The pizza arrived blackened. And by that I do not mean merely overcooked or even slightly burned on the bottom — I mean “end of times” black. We posted a picture of it on our Facebook page (search: Pizza Today) with a short caption and it went viral. The comments and shares from pizzeria owners ran deep. They could not believe a pizza shop would send the charcoal black pizza to a customer.
Neither could we. We needed a pan pizza for a photo shoot and simply did not have time to make it ourselves before our deadline. We called an independent pizzeria just blocks away from our office and placed the order anonymously, of course. When we opened the box, our jaws dropped. Our managing editor, Mandy Detwiler, placed a call to the shop. She asked to speak to the manager regarding a burned pizza. After five minutes on hold, Mandy was informed the manager was busy helping in the kitchen because someone didn’t show up to work that day (the customer’s problem?). Mandy was promised a return call from the manager.

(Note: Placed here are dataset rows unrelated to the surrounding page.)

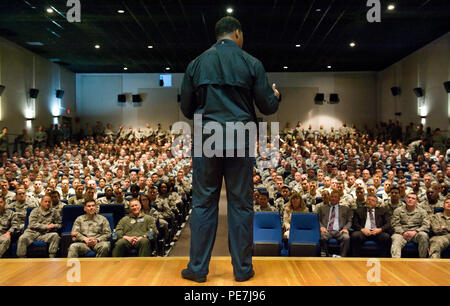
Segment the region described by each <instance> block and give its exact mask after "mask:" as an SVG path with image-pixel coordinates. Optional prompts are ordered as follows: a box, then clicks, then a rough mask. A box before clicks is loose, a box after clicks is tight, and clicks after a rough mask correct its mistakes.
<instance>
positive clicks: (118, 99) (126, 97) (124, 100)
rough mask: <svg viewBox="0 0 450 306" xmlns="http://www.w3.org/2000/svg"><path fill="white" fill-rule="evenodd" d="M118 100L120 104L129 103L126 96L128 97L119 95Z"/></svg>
mask: <svg viewBox="0 0 450 306" xmlns="http://www.w3.org/2000/svg"><path fill="white" fill-rule="evenodd" d="M117 100H118V101H119V102H120V103H125V102H127V96H126V95H118V96H117Z"/></svg>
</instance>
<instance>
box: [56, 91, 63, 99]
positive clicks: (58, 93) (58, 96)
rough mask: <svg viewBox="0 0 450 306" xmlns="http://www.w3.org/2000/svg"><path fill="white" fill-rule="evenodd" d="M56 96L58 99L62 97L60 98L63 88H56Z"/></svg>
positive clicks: (62, 95) (62, 97)
mask: <svg viewBox="0 0 450 306" xmlns="http://www.w3.org/2000/svg"><path fill="white" fill-rule="evenodd" d="M56 97H57V98H58V99H62V98H63V97H64V90H61V89H58V90H57V91H56Z"/></svg>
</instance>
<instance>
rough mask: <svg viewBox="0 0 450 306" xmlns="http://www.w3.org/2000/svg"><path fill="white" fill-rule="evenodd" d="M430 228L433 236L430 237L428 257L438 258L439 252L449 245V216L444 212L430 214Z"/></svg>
mask: <svg viewBox="0 0 450 306" xmlns="http://www.w3.org/2000/svg"><path fill="white" fill-rule="evenodd" d="M431 230H432V231H433V233H434V234H435V236H433V237H431V239H430V258H440V257H441V252H442V251H443V250H445V249H447V248H448V247H449V246H450V218H446V217H445V216H444V213H437V214H435V215H433V216H431Z"/></svg>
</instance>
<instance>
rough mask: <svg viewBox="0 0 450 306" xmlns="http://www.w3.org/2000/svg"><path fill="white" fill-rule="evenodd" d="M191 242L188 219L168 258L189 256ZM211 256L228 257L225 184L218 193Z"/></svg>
mask: <svg viewBox="0 0 450 306" xmlns="http://www.w3.org/2000/svg"><path fill="white" fill-rule="evenodd" d="M190 241H191V230H190V226H189V219H188V221H187V222H186V225H185V227H184V228H183V229H182V230H181V234H180V236H179V238H178V241H177V242H175V245H174V246H173V247H172V250H171V251H170V252H169V256H189V248H190ZM212 256H230V252H229V250H228V223H227V196H226V190H225V183H223V184H222V191H221V192H220V200H219V226H218V228H217V235H216V242H215V243H214V248H213V252H212Z"/></svg>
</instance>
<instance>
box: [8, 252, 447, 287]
mask: <svg viewBox="0 0 450 306" xmlns="http://www.w3.org/2000/svg"><path fill="white" fill-rule="evenodd" d="M368 260H370V259H369V258H290V257H283V258H279V257H254V258H253V265H254V269H255V272H256V275H255V277H254V278H252V279H251V280H249V281H247V282H244V283H238V282H235V281H234V277H233V270H232V266H231V258H230V257H213V258H212V260H211V264H210V273H209V275H208V280H207V282H206V283H202V284H198V283H195V282H191V281H187V280H184V279H182V278H181V277H180V272H181V270H182V269H184V268H185V267H186V265H187V263H188V258H187V257H152V258H101V259H96V258H83V259H80V260H79V262H78V263H74V262H72V261H71V260H70V259H67V258H60V259H1V260H0V285H1V286H34V285H38V286H73V285H75V286H80V285H81V286H129V285H133V286H197V285H199V286H205V285H206V286H235V285H239V286H323V285H326V286H437V285H441V286H449V285H450V260H449V259H392V258H389V259H384V258H383V259H377V260H379V261H378V263H373V262H370V261H368ZM77 267H79V269H77ZM377 268H379V269H377ZM78 276H79V280H80V282H76V280H77V277H78Z"/></svg>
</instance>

Well, the return call came — but not from the manager. Again, too busy. But the employee was courteous and apologetic. She explained the reason for the burned pizza (their inexperienced crew had turned the deck ovens up too high in the morning) and offered to make it right by sending a gift card. That did nothing to satisfy our needs for a photogenic pizza or to remedy our hunger, but it was a gesture that, as pure customers, we appreciated. She was working to make it right.
The best part of the story — at least it gave me a chuckle — was when the employee called Mandy back to get the address to which the gift card should be sent. “908 South 8th Street,” Mandy said … “Care of Pizza Today magazine…” There was a gasp at the other end of the line. The poor girl couldn’t believe they just sent a national magazine a product even a hog wouldn’t eat. But, in reality, we are absolutely the best office in America for this sort of mistake. We understand. Others do not. At some point it becomes not about the poor product that was served, but about the service the unhappy customer receives post-mistake.
What would you personally have done in this situation had that call come into your pizzeria? Would you have returned the call yourself? Would you be happy if you learned that the hostess instead of the manager called the customer back when the customer specifically asked to speak to the manger? Would you have delivered a new pizza immediately along with the gift card? These are all questions that our staff has asked one another and our operator friends since the blackened pizza left us all feeling blue.